Droits de l'homme et transformation en Afrique


Alwihda Info | Par Toyin Falola - 23 Mars 2021


Article d'opinion du professeur Toyin Falola, professeur extraordinaire de droits de l'homme au Centre des droits de l'homme de l'Université de l'État libre.


Toyin Falola. © DR/Wp
Toyin Falola. © DR/Wp
Bien que cela puisse paraître surprenant pour certains, il existe encore une partie de la population mondiale qui nourrit d'étranges postures sur la relation de l'Afrique avec les droits de l'homme. Ils soulèvent des questions telles que "qu'est-ce que l'Afrique, les droits de l'homme et la transformation ont à voir les uns avec les autres ?", "les instruments de transformation des droits de l'homme en Afrique sont-ils des impositions néocoloniales ou le dernier refuge des privilégiés ?" et "la transformation est-elle un objectif souhaitable pour l'Afrique ou un faux-fuyant pour nous faire oublier le vrai travail - la décolonisation ?".

Les droits de l'homme sont vitaux pour l'Afrique 

Les droits de l'homme et la transformation ont une chose en commun avec l'Afrique ou tout autre groupe de personnes partout dans le monde, indépendamment de facteurs tels que la race, le sexe, l'âge, la couleur, la religion - l'HUMANITÉ ! Les Africains sont des HUMAINS, et il est déjà établi que les humains ont des droits, dont beaucoup sont considérés comme inaliénables. C'est d'autant plus vrai que la Déclaration universelle des droits de l'homme (DUDH) a promulgué en 1948 que tous les êtres humains sont libres et égaux, quelle que soit leur couleur, leur croyance ou leur religion. Les droits de l'homme sont donc essentiels pour l'Afrique, comme pour le reste du monde. Cependant, la confusion vient peut-être du fait que le concept des droits de l'homme a été promulgué par les anciennes puissances coloniales, ce qui amène beaucoup de gens à penser qu'il est lié au colonialisme. Cette association des droits de l'homme avec les maîtres coloniaux et, par conséquent, le colonialisme, en tant que l'un de ses vestiges, est principalement responsable de certaines des poses d'ouverture ci-dessus.

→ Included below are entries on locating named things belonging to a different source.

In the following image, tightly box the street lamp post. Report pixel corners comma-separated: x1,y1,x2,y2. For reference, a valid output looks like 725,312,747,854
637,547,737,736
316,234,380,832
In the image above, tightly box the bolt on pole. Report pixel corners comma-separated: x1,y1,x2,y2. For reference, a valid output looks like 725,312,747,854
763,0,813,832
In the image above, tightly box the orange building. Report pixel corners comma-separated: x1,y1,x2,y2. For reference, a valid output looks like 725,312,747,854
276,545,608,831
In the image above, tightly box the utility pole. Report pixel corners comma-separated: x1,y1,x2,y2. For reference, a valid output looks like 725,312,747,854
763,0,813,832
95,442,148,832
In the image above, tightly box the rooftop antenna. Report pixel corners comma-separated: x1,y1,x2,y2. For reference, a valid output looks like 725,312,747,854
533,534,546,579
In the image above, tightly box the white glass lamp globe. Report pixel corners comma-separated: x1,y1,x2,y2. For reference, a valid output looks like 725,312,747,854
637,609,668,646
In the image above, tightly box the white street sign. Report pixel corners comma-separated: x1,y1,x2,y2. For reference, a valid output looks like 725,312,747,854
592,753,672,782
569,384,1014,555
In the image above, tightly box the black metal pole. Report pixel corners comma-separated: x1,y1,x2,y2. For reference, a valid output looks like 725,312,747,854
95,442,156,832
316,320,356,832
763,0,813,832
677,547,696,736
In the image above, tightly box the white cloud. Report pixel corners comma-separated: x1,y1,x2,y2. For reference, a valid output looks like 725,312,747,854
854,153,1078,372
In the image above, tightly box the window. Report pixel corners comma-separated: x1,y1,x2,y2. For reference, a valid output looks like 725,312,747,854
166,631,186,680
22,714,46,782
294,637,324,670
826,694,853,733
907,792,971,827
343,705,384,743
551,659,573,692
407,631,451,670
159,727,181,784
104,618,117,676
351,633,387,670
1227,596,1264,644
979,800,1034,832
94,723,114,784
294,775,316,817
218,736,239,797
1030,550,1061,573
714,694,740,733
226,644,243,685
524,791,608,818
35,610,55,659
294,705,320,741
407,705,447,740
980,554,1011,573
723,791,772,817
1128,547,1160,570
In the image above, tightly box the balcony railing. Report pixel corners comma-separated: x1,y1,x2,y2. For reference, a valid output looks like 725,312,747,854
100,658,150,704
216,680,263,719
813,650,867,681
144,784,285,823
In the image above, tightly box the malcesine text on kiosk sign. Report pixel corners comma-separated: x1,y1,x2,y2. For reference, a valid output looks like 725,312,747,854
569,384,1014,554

Pour commencer, il convient de noter que seuls trois des 54 pays africains actuels ont adhéré à la charte de la DUDH signée en 1948. Les autres y ont adhéré après avoir accédé à l'indépendance. Selon la DUDH, "les droits de l'homme sont le fondement de la liberté, de la justice et de la paix dans le monde. La méconnaissance et le mépris des droits de l'homme ont conduit à des actes de barbarie qui révoltent la conscience de l'humanité." Le premier article de la DUDH se lit ainsi : "Tous les êtres humains naissent libres et égaux en dignité et en droits. Ils sont doués de raison et de conscience et doivent agir les uns envers les autres dans un esprit de fraternité." L'article suivant élimine complètement les préjugés, les discriminations de toute nature, notamment le genre, la race, le sexe, l'ethnie, la religion, le pays, la culture, l'âge, la couleur, la profession, etc. En bref, les droits de l'homme concernent l'égalité de tous les hommes et leur liberté de vie, de propriété, d'association, de mouvement, d'expression, etc. Étant donné que le colonialisme consiste à refuser la liberté à un pays particulier, on peut se demander comment les droits de l'homme peuvent être considérés comme des impositions coloniales. L'une des questions à se poser est de savoir comment les droits de l'homme profitent exactement aux puissances occidentales/coloniales par rapport à l'Afrique ?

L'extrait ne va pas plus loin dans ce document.